In the meantime, he is coughing quite a bit and has a hard time having a conversation. Right now he is resting, trying to rest to see if his breathing improves. If not, he may decide to go the Mayo Clinic ER this evening. He already is a registered patient there and could get in their system now as opposed to waiting until next Tuesday.
I'll let you know if I hear anything more this evening.
03-06-09 I just spoke to Tom on the phone. He sounds pretty good, but he says that he is not out of the woods yet. They just did an echogram to rule out the possibility of the fluid that they drained yesterday was coming from the heart. Tom says that he has a leaky gate valve and it is possible that fluid could have escaped. The 32 oz of fluid is being tested and they will have the labs back tomorrow. The fluid came from the sac outside of the lungs, not inside. That much extra fluid could have made his lung collapse.
The CT scan from yesterday was not conclusive about the pain that Tom is having on his left side, but the good news is that it doesn't show any kind of blood clot.

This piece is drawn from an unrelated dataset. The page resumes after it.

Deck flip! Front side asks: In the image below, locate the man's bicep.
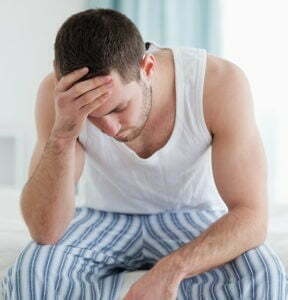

The main question that they are focusing on is whether this is a simple case of pneumonia or is this a reoccurrence of cancer. So far they have not been testing his blood for any tumor markers. If it turns out that cancer has returned, then Tom plans to switch hospitals and start working with Arizona Heart Institute where he was seen 2 years ago. Dr Tatum is his current in-hospital doctor and she promises to be in his room at 10 AM tomorrow with some answers from all the labs and the echogram. Tom was frustrated with seemingly no action or attention, so he had to threaten to leave the hospital and go elsewhere. Dr Tatum told him that even though he looks and feels pretty good, that he is actually very sick and needs to stay right where he is. He is hoping to be released tomorrow.
W--- k--- m--- t------,
03-05-09 Unbelievable. Anne just left me a message to say that Tom went into the hospital last night with pneumonia. He has had a horrible cold and pain in his left side that was bothering him even when he was up here a few weeks ago. His cough was so bad while he was staying with Bernie that she mailed him the "healing quilt", which he received yesterday. Today they are going to do a procedure that drains his lungs of fluid, so that he can breathe better and get some relief. According to Anne, Tom's lungs aren't in good shape ever since the chemo that he had with 11 years ago. They are also doing a CAT scan to compare to a previous one that was done in Arizona a few years ago. They are looking for the cause of the pain in his left side.
That's all I know. Think positive thoughts and say some prayers!